Coup d'Etat au Burkina Faso

Les militaires à l’origine du coup d’État sont des éléments de l’armée regroupés au sein du Mouvement patriotique pour la sauvegarde et la restauration, le MPSR. Ils sont les auteurs des mutineries de ces derniers jours dans plusieurs casernes du pays. A leur tête, le lieutenant-colonel Paul-Henri Damiba, qui devient le nouvel homme fort du pays. Il s’est engagé à proposer bientôt un calendrier à l’ordre constitutionnel accepté de tous.

Dans une lettre signée de sa main et diffusée à la télévision nationale dans la soirée du 24 janvier, le président déchu Roch Marc Christian Kaboré dit déposer sa démission dans l’intérêt supérieur de la nation, suite aux événements. Les militaires assurent que tout s’est passé sans violence et sans effusion de sang contre lui ou ses proches. Actuellement, l’ancien chef de l’État se trouve dans un lieu tenu secret.

Colère de la population

Au pouvoir depuis 2015, Roch Marc Christian Kaboré a été réélu en 2020 en promettant de rétablir la sécurité et de libérer le Burkina des groupes terroristes, qui multiplient leurs attaques sanglantes contre l’armée et les civils. Impuissant à tenir sa promesse, l’ancien dirigeant était de plus en plus contesté par une population, excédée par ces violences et l’armée réclamait plus de moyens pour lutter contre les djihadistes. Plusieurs manifestations de colère ont eu lieu ces derniers mois dans les villes du Burkina - et encore jusqu'à lundi - pour dénoncer l'incapacité du pouvoir à contrer les attaques jihadistes qui se multiplient, souvent interdites et dispersées par les policiers anti-émeutes. Dans la soirée du 24 janvier, de nombreux rassemblements ont eu lieu dans le pays pour soutenir les militaires.

Ce dernier coup de force plonge la région un peu plus dans l’incertitude et intervient alors que le Sahel est de plus en plus déstabilisé par les djihadistes, il complexifie également la présence française dans cette zone. Ces derniers mois, la junte militaire a pris le pouvoir au Tchad et au Mali.

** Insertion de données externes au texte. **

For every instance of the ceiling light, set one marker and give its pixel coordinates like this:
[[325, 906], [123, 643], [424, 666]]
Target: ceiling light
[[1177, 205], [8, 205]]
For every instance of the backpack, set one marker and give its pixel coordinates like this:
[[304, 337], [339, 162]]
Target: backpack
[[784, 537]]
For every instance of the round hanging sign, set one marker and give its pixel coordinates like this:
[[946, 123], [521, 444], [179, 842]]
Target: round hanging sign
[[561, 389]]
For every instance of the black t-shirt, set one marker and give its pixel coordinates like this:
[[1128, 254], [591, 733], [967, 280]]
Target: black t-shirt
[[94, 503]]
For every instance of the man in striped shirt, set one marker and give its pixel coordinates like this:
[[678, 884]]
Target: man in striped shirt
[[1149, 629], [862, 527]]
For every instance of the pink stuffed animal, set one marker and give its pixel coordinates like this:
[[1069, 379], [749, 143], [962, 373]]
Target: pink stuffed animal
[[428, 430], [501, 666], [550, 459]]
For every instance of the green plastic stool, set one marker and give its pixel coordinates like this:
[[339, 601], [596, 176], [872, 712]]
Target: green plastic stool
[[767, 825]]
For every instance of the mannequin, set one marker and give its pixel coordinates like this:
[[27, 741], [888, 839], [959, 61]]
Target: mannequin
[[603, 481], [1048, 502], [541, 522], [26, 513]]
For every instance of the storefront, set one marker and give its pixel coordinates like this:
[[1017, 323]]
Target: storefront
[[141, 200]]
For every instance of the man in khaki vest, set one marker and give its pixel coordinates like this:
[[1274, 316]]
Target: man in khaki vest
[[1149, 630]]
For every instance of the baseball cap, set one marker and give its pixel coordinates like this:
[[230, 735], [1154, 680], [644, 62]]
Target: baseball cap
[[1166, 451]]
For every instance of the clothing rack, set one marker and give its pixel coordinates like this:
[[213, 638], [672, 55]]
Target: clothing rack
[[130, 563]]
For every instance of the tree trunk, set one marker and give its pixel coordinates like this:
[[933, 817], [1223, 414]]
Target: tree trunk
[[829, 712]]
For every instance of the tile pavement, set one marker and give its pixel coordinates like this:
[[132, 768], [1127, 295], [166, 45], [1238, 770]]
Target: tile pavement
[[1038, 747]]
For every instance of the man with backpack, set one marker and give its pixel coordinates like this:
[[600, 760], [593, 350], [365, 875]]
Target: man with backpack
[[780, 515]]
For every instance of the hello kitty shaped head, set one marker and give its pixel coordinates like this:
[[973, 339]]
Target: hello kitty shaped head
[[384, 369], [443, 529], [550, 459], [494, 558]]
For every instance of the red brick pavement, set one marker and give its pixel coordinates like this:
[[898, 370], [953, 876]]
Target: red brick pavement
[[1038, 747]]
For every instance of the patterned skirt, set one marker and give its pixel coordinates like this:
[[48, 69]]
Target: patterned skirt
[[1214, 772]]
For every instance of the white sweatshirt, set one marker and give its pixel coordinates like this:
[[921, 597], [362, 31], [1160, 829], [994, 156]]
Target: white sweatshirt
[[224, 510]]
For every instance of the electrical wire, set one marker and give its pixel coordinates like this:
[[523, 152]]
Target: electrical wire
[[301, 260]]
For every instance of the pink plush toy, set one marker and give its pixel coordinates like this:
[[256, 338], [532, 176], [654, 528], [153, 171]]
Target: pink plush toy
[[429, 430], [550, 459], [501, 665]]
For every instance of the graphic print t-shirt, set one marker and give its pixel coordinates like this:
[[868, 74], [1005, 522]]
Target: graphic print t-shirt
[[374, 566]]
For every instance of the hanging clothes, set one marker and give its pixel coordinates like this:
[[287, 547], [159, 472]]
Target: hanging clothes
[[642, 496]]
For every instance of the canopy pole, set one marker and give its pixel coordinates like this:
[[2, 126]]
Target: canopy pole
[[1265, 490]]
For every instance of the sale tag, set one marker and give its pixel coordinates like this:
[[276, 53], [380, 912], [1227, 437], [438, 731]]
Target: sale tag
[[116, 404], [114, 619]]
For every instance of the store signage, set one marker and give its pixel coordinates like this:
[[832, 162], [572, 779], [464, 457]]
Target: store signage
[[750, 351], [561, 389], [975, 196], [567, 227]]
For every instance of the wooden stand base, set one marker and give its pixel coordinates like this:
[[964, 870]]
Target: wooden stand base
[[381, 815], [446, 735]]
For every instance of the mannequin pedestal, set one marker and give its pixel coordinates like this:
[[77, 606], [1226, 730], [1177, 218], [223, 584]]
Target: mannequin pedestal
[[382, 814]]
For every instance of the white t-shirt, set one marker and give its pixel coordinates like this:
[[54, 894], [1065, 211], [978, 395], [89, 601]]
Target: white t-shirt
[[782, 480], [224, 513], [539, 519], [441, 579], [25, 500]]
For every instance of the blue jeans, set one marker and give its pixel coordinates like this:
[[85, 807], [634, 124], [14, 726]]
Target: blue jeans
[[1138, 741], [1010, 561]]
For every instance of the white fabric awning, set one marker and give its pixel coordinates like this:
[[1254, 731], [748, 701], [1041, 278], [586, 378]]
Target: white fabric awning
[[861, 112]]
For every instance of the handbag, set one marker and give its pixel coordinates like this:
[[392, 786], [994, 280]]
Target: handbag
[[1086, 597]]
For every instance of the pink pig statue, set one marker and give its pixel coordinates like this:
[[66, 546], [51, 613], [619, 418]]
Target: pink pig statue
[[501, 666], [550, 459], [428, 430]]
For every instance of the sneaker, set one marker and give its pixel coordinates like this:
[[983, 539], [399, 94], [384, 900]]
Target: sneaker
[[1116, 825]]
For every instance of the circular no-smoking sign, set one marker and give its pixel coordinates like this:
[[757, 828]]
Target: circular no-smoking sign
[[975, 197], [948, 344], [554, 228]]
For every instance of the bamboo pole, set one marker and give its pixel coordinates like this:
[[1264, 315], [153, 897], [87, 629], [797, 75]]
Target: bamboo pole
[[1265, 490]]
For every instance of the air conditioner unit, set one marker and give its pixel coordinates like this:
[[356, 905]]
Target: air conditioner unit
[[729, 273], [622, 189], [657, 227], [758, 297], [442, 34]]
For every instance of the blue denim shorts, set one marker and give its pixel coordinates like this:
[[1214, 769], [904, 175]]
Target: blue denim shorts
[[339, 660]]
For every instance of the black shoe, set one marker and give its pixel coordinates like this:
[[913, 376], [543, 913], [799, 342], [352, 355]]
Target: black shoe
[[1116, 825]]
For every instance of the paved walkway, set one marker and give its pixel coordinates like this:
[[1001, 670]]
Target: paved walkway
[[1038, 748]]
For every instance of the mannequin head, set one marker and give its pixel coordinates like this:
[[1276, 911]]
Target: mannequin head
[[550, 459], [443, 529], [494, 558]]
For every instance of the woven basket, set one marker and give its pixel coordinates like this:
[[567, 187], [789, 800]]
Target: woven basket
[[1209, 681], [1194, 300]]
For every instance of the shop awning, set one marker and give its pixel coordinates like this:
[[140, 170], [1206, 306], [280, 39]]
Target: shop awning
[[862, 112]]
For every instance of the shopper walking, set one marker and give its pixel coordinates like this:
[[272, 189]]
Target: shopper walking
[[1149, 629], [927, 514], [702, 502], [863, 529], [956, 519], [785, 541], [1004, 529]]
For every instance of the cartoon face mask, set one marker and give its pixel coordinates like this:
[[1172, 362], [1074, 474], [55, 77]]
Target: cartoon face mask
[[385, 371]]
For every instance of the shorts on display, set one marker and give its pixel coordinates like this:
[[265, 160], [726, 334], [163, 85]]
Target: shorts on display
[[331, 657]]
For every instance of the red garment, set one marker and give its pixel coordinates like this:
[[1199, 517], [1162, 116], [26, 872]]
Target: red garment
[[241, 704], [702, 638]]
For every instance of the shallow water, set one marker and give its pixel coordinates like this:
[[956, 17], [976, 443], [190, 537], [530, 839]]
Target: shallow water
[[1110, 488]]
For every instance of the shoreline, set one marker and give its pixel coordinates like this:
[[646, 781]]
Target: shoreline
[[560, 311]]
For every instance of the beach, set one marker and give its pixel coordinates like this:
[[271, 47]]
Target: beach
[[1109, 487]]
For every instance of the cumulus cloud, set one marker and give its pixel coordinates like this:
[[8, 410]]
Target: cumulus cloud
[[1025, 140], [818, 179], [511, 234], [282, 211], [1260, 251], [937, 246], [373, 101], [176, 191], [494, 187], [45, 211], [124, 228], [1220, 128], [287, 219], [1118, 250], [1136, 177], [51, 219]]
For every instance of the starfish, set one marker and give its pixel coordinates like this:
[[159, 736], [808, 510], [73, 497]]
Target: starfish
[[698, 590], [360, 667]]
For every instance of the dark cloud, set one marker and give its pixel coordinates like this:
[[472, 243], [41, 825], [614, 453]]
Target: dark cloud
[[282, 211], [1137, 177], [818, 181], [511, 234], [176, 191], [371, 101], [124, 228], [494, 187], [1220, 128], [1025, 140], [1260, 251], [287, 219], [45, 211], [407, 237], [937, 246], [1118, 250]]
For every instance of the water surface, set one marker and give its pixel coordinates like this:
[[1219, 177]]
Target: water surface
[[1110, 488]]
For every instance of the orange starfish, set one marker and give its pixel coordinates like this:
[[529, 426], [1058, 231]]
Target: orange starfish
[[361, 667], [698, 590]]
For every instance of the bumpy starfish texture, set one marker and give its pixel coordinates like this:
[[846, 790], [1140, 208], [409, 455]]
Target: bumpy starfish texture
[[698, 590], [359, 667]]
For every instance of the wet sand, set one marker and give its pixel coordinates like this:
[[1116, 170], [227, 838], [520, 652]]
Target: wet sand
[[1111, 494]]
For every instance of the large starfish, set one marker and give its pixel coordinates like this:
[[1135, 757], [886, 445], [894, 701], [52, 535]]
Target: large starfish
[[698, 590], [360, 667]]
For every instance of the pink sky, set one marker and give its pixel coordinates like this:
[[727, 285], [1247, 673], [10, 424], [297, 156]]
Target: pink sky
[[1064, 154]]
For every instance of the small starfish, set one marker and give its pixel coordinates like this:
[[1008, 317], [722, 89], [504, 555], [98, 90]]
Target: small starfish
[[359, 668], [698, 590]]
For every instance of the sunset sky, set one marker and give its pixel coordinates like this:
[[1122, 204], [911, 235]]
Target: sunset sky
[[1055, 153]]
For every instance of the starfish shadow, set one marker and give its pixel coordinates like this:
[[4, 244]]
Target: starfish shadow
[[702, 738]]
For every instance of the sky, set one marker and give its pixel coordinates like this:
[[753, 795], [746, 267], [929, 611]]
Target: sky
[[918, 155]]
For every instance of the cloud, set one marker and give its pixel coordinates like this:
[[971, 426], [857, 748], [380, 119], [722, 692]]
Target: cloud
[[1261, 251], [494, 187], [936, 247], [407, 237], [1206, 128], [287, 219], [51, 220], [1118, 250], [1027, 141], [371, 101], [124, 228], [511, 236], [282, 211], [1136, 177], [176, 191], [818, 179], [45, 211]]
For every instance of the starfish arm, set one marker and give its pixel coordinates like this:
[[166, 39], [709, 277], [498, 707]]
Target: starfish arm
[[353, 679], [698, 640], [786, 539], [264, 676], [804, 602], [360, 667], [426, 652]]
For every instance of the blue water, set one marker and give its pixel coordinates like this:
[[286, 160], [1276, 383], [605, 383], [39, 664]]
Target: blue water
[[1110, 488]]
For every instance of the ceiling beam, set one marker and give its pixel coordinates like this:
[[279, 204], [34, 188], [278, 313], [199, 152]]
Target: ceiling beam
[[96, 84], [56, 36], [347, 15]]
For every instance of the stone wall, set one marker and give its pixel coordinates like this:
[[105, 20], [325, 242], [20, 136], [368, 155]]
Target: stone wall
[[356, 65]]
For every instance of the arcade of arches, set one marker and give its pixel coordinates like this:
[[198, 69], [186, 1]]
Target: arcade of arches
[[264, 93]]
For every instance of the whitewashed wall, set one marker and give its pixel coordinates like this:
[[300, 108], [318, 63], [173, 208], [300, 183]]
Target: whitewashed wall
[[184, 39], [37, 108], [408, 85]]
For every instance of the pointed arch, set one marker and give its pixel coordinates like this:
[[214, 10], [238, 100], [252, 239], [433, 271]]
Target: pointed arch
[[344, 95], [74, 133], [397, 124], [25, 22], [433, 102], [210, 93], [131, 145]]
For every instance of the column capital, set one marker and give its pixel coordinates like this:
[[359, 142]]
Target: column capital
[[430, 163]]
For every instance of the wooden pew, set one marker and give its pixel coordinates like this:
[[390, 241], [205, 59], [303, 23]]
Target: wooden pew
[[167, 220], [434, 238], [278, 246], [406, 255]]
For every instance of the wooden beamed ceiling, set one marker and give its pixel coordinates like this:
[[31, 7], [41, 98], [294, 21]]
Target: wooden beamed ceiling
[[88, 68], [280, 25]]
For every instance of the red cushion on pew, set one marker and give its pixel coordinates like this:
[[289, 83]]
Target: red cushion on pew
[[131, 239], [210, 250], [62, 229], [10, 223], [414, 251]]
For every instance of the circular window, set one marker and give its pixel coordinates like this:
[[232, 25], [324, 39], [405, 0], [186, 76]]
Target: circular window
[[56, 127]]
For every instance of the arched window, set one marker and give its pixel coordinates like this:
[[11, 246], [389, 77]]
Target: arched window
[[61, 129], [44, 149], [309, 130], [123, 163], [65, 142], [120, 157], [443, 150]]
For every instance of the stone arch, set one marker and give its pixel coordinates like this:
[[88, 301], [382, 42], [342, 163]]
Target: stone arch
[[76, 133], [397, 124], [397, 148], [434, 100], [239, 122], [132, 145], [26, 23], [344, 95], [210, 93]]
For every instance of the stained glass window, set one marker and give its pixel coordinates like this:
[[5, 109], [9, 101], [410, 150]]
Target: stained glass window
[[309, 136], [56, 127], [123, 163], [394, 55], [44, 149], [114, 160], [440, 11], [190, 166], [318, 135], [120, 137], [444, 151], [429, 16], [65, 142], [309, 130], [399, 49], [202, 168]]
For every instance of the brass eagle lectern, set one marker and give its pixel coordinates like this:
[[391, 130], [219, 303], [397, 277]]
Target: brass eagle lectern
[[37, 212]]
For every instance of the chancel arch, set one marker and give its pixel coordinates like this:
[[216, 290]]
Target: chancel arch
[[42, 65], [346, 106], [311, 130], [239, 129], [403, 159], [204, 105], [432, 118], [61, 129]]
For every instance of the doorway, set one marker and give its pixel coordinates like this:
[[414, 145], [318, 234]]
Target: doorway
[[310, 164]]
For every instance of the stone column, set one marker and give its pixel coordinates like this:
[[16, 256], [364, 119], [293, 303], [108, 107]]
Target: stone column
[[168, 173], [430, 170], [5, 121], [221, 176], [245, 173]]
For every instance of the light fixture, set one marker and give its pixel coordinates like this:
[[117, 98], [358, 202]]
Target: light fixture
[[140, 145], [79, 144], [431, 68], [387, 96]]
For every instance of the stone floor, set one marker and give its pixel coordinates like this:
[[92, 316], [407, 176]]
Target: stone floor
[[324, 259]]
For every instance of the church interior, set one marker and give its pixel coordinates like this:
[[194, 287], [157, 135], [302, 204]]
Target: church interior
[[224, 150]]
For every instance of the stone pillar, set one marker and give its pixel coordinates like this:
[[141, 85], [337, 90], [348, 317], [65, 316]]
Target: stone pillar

Un rassemblement dans la soirée du 24 janvier pour célébrer le coup d'Etat.
Un rassemblement dans la soirée du 24 janvier pour célébrer le coup d'Etat.

Ce coup d’État a été largement condamné à l’international, notamment par les Nations unies qui appellent les putschistes à déposer les armes. Les États-Unis, l’Union Européenne et la France ont exigé la libération immédiate du président Kaboré. 

Réaction de l’Église locale

Dans la journée de lundi, la population vaquait à ses occupations et les écoles étaient fermés, selon des sources locales.

Le coup d'État était une option que de nombreux observateurs avaient jugée «possible» et que le père Ludovic Tougouma, de la communauté missionnaire de Villaregia à Ouagadougou, avait annoncé à la rédaction italienne de Vatican News – Radio Vatican quelques heures avant l'annonce de la nouvelle : «Nous ne savions pas ce qui se passait, avait-il dit dans l'après-midi de la journée du 24, lorsque des rumeurs de coup d'État ont commencé à circuler. Il n'y a pas de mouvement de masse dans les rues mais l'armée et la population ont depuis longtemps le sentiment que le gouvernement est incapable de gérer la sécurité».

«Aujourd'hui, il n'est pas facile de manipuler la population sans avoir de réaction, a continué le père Tougouma, une plus grande conscience d'appartenance au pays est donc importante». La paix, a-t-il ajouté, est également le seul moyen de faire revenir ceux qui ont fui la violence, «Le problème des personnes déplacées est important, tant pour nous, qui les recevons des États voisins, que pour ceux qui ont quitté cette terre et n'ont pas la possibilité d'y retourner.»

Que peut faire l'Église locale dans ce contexte ? «Demandez et exhortez-nous à être unis, lance le religieux, car même s'il y a des différences, l'insécurité est un ennemi commun, et donc l'appel que nous lançons, même dans nos sermons, est de laisser de côté ce qui nous divise et de lutter ensemble contre l'absence de paix, qui fait mal à tout le monde».

Le Burkina Faso est pris depuis 2015 dans une spirale de violences attribuées à des groupes armés jihadistes, affiliés à Al-Qaïda et au groupe Etat islamique qui ont fait en près de sept ans plus de 2 000 morts et contraint 1,5 million de personnes à fuir leurs foyers.